Le tableau d’une époque

Mais élaborer ces volumineux ouvrages n’est pas une mince affaire… Avec son acolyte José-Louis Bocquet, Catel se livre à des recherches extrêmement documentées sur la vie mouvementée de ces femmes intellectuelles et artistes, n’hésitant pas à s’immiscer dans leurs anciens lieux de vie. Le travail est double lorsqu’il s’agit de déconstruire un discours biaisé depuis des décennies. La plupart des livres se terminent sur une chronologie illustrée, une biographie, ainsi que des portraits de l’entourage, permettant de cerner précisément quelle fut l’existence de ses sujets.

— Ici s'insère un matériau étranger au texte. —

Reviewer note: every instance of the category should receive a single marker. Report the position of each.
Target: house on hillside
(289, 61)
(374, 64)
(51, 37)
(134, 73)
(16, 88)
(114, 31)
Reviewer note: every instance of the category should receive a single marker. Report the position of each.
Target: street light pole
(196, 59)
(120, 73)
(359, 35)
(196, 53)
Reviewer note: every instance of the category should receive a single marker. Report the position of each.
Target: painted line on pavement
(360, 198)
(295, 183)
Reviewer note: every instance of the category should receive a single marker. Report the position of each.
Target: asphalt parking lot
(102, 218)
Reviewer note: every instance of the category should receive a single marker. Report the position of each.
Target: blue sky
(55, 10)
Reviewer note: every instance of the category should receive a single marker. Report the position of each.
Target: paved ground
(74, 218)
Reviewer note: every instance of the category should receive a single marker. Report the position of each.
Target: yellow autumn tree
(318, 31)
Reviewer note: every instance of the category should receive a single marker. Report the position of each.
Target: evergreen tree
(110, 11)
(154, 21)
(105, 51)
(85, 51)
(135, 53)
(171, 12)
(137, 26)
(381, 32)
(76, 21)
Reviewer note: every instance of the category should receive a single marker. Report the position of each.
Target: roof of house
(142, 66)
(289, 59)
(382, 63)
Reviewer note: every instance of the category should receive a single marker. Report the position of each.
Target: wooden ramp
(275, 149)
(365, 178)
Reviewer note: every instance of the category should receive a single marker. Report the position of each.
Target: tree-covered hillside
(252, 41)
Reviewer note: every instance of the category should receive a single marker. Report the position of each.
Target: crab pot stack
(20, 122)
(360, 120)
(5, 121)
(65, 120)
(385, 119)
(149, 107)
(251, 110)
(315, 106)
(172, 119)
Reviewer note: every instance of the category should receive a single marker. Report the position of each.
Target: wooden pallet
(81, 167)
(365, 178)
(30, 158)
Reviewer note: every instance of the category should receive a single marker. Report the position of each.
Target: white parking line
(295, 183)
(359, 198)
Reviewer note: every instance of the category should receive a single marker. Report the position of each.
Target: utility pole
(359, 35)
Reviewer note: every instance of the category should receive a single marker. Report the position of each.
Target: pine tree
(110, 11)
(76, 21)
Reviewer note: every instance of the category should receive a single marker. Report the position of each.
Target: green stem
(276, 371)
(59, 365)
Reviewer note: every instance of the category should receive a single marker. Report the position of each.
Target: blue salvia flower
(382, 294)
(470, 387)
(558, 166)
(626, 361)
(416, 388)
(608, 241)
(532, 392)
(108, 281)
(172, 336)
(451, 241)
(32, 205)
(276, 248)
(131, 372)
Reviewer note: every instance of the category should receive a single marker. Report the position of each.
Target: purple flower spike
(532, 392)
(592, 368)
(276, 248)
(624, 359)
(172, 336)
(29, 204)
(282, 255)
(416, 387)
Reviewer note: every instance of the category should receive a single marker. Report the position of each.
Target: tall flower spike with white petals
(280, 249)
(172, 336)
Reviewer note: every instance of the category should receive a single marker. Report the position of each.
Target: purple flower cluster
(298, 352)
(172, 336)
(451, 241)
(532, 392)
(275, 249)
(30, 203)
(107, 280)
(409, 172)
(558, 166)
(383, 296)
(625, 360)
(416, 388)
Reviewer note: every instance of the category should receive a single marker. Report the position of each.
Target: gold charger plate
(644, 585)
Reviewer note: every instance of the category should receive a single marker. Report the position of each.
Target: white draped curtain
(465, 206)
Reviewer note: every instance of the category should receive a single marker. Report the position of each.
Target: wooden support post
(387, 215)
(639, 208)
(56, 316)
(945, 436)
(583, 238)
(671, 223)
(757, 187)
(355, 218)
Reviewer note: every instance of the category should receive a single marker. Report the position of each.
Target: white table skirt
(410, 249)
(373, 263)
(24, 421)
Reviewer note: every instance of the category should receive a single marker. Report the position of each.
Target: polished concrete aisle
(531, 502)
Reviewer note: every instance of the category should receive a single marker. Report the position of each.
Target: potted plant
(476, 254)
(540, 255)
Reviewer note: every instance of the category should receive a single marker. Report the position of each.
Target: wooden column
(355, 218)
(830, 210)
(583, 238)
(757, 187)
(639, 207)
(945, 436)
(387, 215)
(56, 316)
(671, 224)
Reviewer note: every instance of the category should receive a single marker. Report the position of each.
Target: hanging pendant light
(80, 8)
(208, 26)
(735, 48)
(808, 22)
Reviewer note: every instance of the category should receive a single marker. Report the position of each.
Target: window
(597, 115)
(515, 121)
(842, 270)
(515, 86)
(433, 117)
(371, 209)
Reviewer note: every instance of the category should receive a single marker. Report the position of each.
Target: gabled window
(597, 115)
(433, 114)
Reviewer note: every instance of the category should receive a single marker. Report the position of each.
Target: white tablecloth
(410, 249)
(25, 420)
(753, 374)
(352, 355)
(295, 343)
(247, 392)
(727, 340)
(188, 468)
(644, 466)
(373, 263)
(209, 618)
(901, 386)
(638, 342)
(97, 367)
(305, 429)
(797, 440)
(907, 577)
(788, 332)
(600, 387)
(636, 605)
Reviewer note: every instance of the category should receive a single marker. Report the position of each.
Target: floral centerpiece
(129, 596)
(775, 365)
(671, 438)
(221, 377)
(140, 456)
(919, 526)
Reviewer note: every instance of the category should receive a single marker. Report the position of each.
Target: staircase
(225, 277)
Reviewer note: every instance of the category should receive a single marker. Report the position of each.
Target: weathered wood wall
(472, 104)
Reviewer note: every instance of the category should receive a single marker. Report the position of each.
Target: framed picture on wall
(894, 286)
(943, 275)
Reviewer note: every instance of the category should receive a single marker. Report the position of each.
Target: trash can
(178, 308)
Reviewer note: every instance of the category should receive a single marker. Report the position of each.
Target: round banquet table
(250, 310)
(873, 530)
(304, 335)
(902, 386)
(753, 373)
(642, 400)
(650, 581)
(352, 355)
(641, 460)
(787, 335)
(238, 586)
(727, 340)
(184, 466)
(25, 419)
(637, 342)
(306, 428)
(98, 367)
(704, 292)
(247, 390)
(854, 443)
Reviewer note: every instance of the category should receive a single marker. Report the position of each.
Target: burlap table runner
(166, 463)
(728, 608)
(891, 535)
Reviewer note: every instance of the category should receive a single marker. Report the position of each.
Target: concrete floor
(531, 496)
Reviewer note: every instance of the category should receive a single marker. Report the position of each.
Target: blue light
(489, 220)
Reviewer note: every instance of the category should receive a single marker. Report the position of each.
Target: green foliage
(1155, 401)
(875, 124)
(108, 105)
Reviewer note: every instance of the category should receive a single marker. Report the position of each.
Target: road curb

Alice Guy par Catel et Bocquet, 2021

Le graphisme noir et blanc de Catel s’adapte quant à lui au style de l’époque : l’illustratrice s’inspire des gravures du XVIIIe siècle pour Olympe de Gouges et de la Belle Époque pour Alice Guy, tandis que Joséphine Baker et Kiki de Montparnasse sont plongées dans une esthétique teintée d’expressionnisme à la Kirchner. Au service de l’histoire, le dessin accompagne chaque personnalité comme il se doit, mêlant parfois la bande dessinée aux croquis de paysages, la mine graphite à l’encre de Chine. Sur chaque planche, les contrastes ajoutent ainsi un véritable dynamisme aux parcours tumultueux de ces femmes mémorables.

Catel, une femme à la conquête du neuvième art

Loin de revendiquer une « bande dessinée féminine », Catel veut surtout rendre justice à ces femmes qui ont tout autant leur place dans l’Histoire. Leur esprit, leur talent et leur singularité apportent une réflexion sur bien des domaines dont on a eu tort de se priver si longtemps.

En contant le parcours complexe de ces personnalités, Catel trace du même coup une mise en abime de sa propre expérience dans le milieu très machiste de la bande dessinée, qui cantonne souvent les femmes aux récits sentimentaux ou de jeunesse. « Les femmes ont assez peu de modèles, explique l’illustratrice, aussi bien au niveau des héroïnes qu’au niveau des auteurs d’ailleurs ». Ainsi, avec 144 autres auteures renommées de la bande dessinée, telles que Marjane Satrapi ou Pénélope Bagieu, elles ont créé le Collectif contre le sexisme pour promouvoir une littérature plus égalitaire qui rejette toute idée d’un « genre féminin » discriminant (voir leur charte en ligne) et ouvre la voie à une plus grande parité. Il est en effet regrettable de constater que les femmes ne représentent actuellement que 12% des auteurs du neuvième art.

Olympe de Gouges par Catel et Bocquet, 2012

Rendre hommage aux auteures et illustratrices peut parfois s’avérer contre-productif lorsque certains en viennent à oublier l’artiste au profit de la femme, réduisant une nouvelle fois la portée de leur travail. Même si relever le « féminin » a son importance dans le combat égalitariste, il faut avant tout promouvoir le talent d’une artiste et ne pas persévérer dans le même piège en l’enfermant dans son genre. Si certains prix réservés aux femmes, tels que le Prix Artemisia, restent pour le moment nécessaires afin de leur assurer une reconnaissance, le discours doit lutter contre cette assignation discriminante. En cela, le vrai combat est de garantir une parité en mettant avant tout en lumière la modernité de leurs œuvres.